6 A. 201 | N.H. | 1886
The fraudulent purchase of the goods by Nellie Davis entitled the plaintiffs to rescind the contract of sale and recover them as their own by an action of replevin, or their value by an action of trover. The same right existed in favor of the plaintiffs against the defendants, who purchased and took the goods of the fraudulent vendee, unless the purchase was made in good faith by the defendants' relying on their vendor's apparent title, with no notice of the fraud, and for a valuable consideration paid at the time. Bradley v. Obear,
The vendee of the goods had title and possession, and, before the contract was avoided for fraud, could make to an innocent purchaser for value a sale in which he would be protected against the claim of the first vendor. Benj. Sales, ss. 648, 649; Kingsbury v. Smith and Farley v. Lincoln, supra. The consideration for the defendants' purchase was an antecedent debt claimed to be due them from the plaintiffs' vendee, and the plaintiffs claim that the purchase, for that reason, was not one for value.
The defendants at the time of the sale to them paid nothing. They received the goods in satisfaction of what they had before paid, and not upon the strength of any new consideration or value then parted with. The right thus acquired was not, in equity, superior to the plaintiffs' right of reclaiming the goods for fraud in the sale, and the advantage the defendants gained by their transaction could not equitably be retained against the plaintiffs. If of the two innocent parties the plaintiffs clothed the fraudulent vendor with title and possession of the goods, on the strength of which she could, until the contract was avoided, sell to the defendants, they do not suffer by the plaintiffs' rescission of the contract of sale and recapture of the goods; for, to the extent of the value of the goods retaken, the debt which the vendee attempted to pay to the defendants would not be discharged, and to that extent they are left in the position they were in before the transaction. By the plaintiffs' recapture of their goods the defendants lose nothing which they are entitled to retain.

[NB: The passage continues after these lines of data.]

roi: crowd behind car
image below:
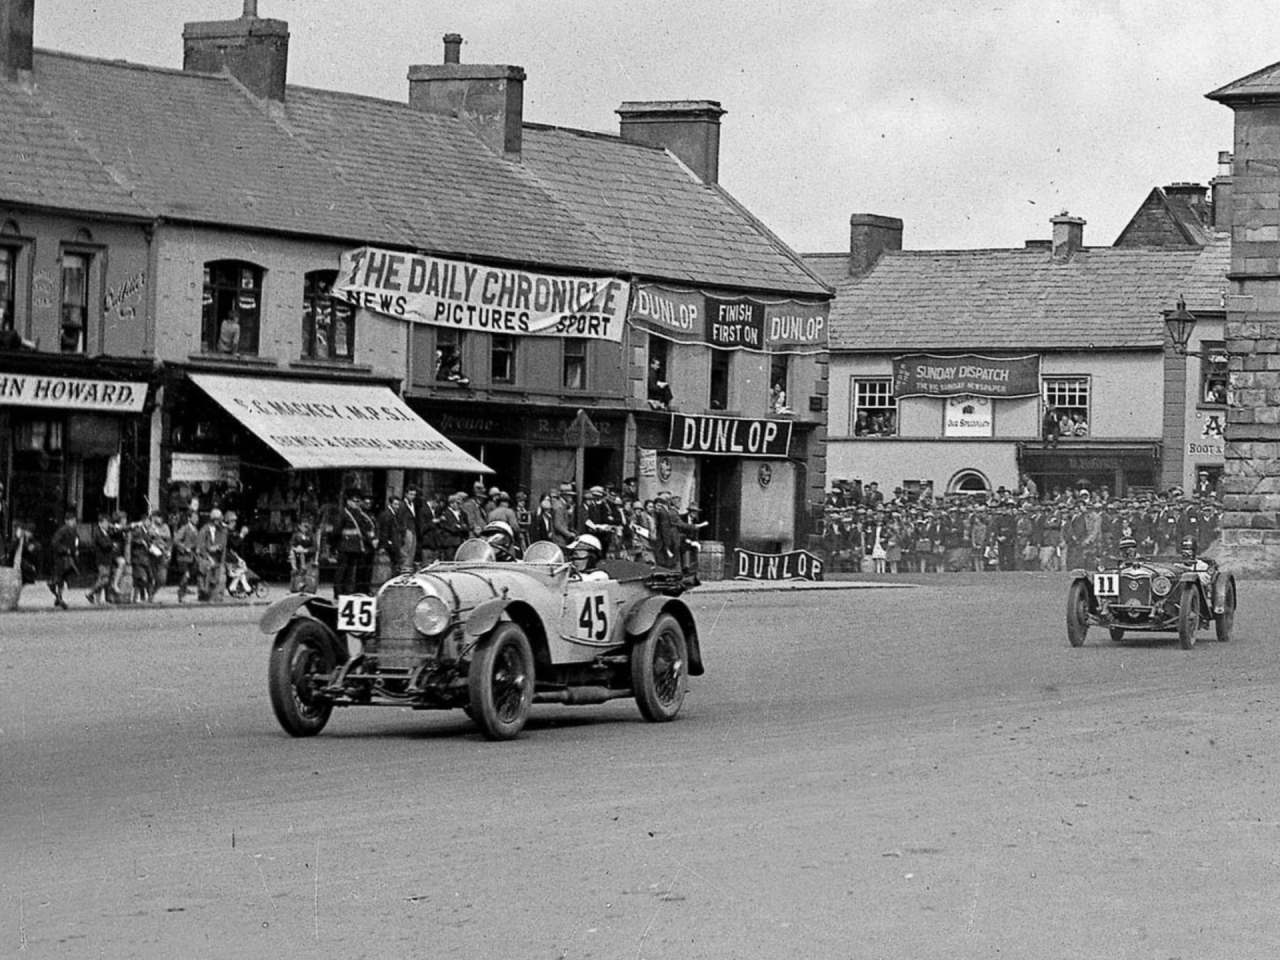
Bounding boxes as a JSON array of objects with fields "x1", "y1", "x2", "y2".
[{"x1": 818, "y1": 476, "x2": 1221, "y2": 574}]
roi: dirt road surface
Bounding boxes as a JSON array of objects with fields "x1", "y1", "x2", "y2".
[{"x1": 3, "y1": 573, "x2": 1278, "y2": 959}]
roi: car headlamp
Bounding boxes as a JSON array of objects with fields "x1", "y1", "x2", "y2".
[
  {"x1": 412, "y1": 595, "x2": 452, "y2": 636},
  {"x1": 1151, "y1": 576, "x2": 1172, "y2": 597}
]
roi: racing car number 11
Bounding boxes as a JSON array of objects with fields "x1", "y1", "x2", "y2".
[
  {"x1": 337, "y1": 595, "x2": 376, "y2": 632},
  {"x1": 1093, "y1": 573, "x2": 1119, "y2": 597}
]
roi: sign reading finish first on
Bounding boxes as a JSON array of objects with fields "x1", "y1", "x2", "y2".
[{"x1": 333, "y1": 247, "x2": 630, "y2": 343}]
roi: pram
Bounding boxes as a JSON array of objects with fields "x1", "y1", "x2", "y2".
[{"x1": 225, "y1": 551, "x2": 268, "y2": 599}]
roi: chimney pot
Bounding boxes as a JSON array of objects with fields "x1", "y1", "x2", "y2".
[
  {"x1": 443, "y1": 33, "x2": 462, "y2": 64},
  {"x1": 0, "y1": 0, "x2": 35, "y2": 82},
  {"x1": 183, "y1": 7, "x2": 290, "y2": 102},
  {"x1": 847, "y1": 214, "x2": 903, "y2": 277},
  {"x1": 1050, "y1": 213, "x2": 1085, "y2": 262},
  {"x1": 617, "y1": 100, "x2": 726, "y2": 184}
]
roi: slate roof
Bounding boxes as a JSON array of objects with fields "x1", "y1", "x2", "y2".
[
  {"x1": 1207, "y1": 60, "x2": 1280, "y2": 103},
  {"x1": 1113, "y1": 187, "x2": 1213, "y2": 248},
  {"x1": 796, "y1": 252, "x2": 850, "y2": 289},
  {"x1": 0, "y1": 49, "x2": 827, "y2": 298},
  {"x1": 820, "y1": 240, "x2": 1227, "y2": 352}
]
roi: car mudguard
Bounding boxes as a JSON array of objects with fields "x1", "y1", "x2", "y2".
[
  {"x1": 464, "y1": 597, "x2": 509, "y2": 638},
  {"x1": 624, "y1": 596, "x2": 704, "y2": 677},
  {"x1": 259, "y1": 593, "x2": 338, "y2": 636},
  {"x1": 1212, "y1": 571, "x2": 1235, "y2": 615}
]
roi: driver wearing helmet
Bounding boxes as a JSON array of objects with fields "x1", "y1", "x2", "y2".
[
  {"x1": 568, "y1": 534, "x2": 608, "y2": 580},
  {"x1": 1179, "y1": 535, "x2": 1213, "y2": 590},
  {"x1": 481, "y1": 520, "x2": 521, "y2": 561}
]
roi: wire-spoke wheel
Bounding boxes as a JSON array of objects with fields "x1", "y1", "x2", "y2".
[{"x1": 631, "y1": 613, "x2": 689, "y2": 722}]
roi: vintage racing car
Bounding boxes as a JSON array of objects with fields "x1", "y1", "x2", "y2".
[
  {"x1": 261, "y1": 537, "x2": 703, "y2": 740},
  {"x1": 1066, "y1": 537, "x2": 1236, "y2": 650}
]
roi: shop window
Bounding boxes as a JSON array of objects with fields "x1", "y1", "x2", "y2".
[
  {"x1": 1200, "y1": 342, "x2": 1228, "y2": 405},
  {"x1": 852, "y1": 378, "x2": 897, "y2": 436},
  {"x1": 61, "y1": 252, "x2": 90, "y2": 353},
  {"x1": 14, "y1": 419, "x2": 64, "y2": 452},
  {"x1": 301, "y1": 270, "x2": 354, "y2": 361},
  {"x1": 435, "y1": 328, "x2": 469, "y2": 385},
  {"x1": 1043, "y1": 376, "x2": 1090, "y2": 438},
  {"x1": 491, "y1": 334, "x2": 516, "y2": 384},
  {"x1": 202, "y1": 260, "x2": 263, "y2": 356},
  {"x1": 563, "y1": 338, "x2": 587, "y2": 390},
  {"x1": 709, "y1": 348, "x2": 731, "y2": 410}
]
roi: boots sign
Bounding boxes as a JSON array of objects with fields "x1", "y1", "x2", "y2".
[{"x1": 668, "y1": 414, "x2": 793, "y2": 458}]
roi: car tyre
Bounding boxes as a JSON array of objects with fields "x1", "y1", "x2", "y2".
[
  {"x1": 631, "y1": 613, "x2": 688, "y2": 722},
  {"x1": 268, "y1": 620, "x2": 336, "y2": 737},
  {"x1": 1215, "y1": 579, "x2": 1236, "y2": 643},
  {"x1": 1066, "y1": 580, "x2": 1090, "y2": 648},
  {"x1": 1178, "y1": 583, "x2": 1200, "y2": 650},
  {"x1": 468, "y1": 623, "x2": 534, "y2": 741}
]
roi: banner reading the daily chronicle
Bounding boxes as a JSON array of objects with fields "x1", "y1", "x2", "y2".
[
  {"x1": 892, "y1": 354, "x2": 1041, "y2": 399},
  {"x1": 332, "y1": 247, "x2": 630, "y2": 342},
  {"x1": 629, "y1": 283, "x2": 828, "y2": 354}
]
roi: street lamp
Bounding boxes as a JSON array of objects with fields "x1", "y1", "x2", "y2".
[{"x1": 1163, "y1": 297, "x2": 1199, "y2": 356}]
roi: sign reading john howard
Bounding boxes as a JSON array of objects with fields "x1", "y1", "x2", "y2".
[{"x1": 892, "y1": 354, "x2": 1041, "y2": 399}]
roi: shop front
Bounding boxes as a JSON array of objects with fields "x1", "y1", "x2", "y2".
[
  {"x1": 413, "y1": 400, "x2": 631, "y2": 501},
  {"x1": 0, "y1": 353, "x2": 157, "y2": 551},
  {"x1": 636, "y1": 411, "x2": 810, "y2": 558},
  {"x1": 1017, "y1": 442, "x2": 1162, "y2": 499},
  {"x1": 165, "y1": 371, "x2": 490, "y2": 575}
]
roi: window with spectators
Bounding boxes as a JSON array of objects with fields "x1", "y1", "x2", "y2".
[
  {"x1": 562, "y1": 338, "x2": 587, "y2": 390},
  {"x1": 491, "y1": 334, "x2": 516, "y2": 384},
  {"x1": 202, "y1": 260, "x2": 262, "y2": 355},
  {"x1": 852, "y1": 378, "x2": 897, "y2": 436},
  {"x1": 1043, "y1": 376, "x2": 1090, "y2": 438},
  {"x1": 709, "y1": 348, "x2": 731, "y2": 409},
  {"x1": 302, "y1": 270, "x2": 354, "y2": 361},
  {"x1": 1200, "y1": 342, "x2": 1228, "y2": 405},
  {"x1": 435, "y1": 328, "x2": 468, "y2": 385},
  {"x1": 60, "y1": 251, "x2": 90, "y2": 353}
]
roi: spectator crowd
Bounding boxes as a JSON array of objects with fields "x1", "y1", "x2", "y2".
[{"x1": 819, "y1": 477, "x2": 1221, "y2": 574}]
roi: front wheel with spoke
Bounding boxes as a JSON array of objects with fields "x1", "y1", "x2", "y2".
[
  {"x1": 467, "y1": 623, "x2": 534, "y2": 741},
  {"x1": 631, "y1": 613, "x2": 689, "y2": 722},
  {"x1": 268, "y1": 620, "x2": 336, "y2": 737}
]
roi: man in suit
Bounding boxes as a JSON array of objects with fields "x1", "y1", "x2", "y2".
[
  {"x1": 435, "y1": 492, "x2": 470, "y2": 558},
  {"x1": 397, "y1": 485, "x2": 420, "y2": 573},
  {"x1": 551, "y1": 482, "x2": 578, "y2": 547}
]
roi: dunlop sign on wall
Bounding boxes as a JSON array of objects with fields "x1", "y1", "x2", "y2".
[
  {"x1": 892, "y1": 354, "x2": 1041, "y2": 399},
  {"x1": 668, "y1": 414, "x2": 793, "y2": 458},
  {"x1": 333, "y1": 247, "x2": 630, "y2": 342},
  {"x1": 630, "y1": 283, "x2": 828, "y2": 354}
]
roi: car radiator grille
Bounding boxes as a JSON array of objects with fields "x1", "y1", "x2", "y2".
[
  {"x1": 1119, "y1": 574, "x2": 1151, "y2": 606},
  {"x1": 369, "y1": 583, "x2": 435, "y2": 668}
]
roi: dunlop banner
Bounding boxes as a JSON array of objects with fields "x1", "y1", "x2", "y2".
[
  {"x1": 629, "y1": 283, "x2": 827, "y2": 354},
  {"x1": 668, "y1": 414, "x2": 793, "y2": 458},
  {"x1": 333, "y1": 247, "x2": 629, "y2": 342},
  {"x1": 892, "y1": 353, "x2": 1041, "y2": 399},
  {"x1": 733, "y1": 548, "x2": 825, "y2": 581}
]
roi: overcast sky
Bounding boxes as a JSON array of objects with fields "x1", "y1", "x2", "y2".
[{"x1": 34, "y1": 1, "x2": 1280, "y2": 254}]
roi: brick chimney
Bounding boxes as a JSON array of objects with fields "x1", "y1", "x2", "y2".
[
  {"x1": 848, "y1": 214, "x2": 903, "y2": 277},
  {"x1": 1164, "y1": 182, "x2": 1211, "y2": 226},
  {"x1": 1211, "y1": 150, "x2": 1233, "y2": 231},
  {"x1": 1, "y1": 0, "x2": 34, "y2": 83},
  {"x1": 408, "y1": 34, "x2": 525, "y2": 159},
  {"x1": 1050, "y1": 213, "x2": 1085, "y2": 261},
  {"x1": 183, "y1": 0, "x2": 290, "y2": 102},
  {"x1": 617, "y1": 100, "x2": 725, "y2": 184}
]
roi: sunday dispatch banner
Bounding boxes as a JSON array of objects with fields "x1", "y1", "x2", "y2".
[
  {"x1": 892, "y1": 353, "x2": 1041, "y2": 399},
  {"x1": 333, "y1": 247, "x2": 630, "y2": 343}
]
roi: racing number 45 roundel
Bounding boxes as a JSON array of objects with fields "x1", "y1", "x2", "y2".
[
  {"x1": 575, "y1": 588, "x2": 611, "y2": 643},
  {"x1": 338, "y1": 595, "x2": 376, "y2": 633}
]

In Kingsbury v. Smith, supra, the consideration for the sale of the property, of which a title was fraudulently obtained, was a debt due the purchaser and an overcoat delivered at the time, and upon the ground that the purchaser took the property in good faith, without notice of the fraud, and that the overcoat was a sufficient consideration for the purchase, the decision was that the purchaser was protected in his claim against that of the original vendor. It was not decided that the discharge of the debt made the purchase bona fide, and one for value; and there is nothing in the opinion which shows that had the debt been the sole consideration the decision would not have been in favor of the defrauded vendor.
In other jurisdictions it has been decided that the purchaser of goods from a fraudulent vendee cannot maintain his claim to the goods against the right of the original vendor, as that of a bona fide purchaser for value, when the consideration of his purchase is merely the discharge of an antecedent debt. Barnard v. Campbell,
According to the terms of the agreed case, the cause must stand for trial.
Case discharged.
BINGHAM, J., did not sit: the others concurred.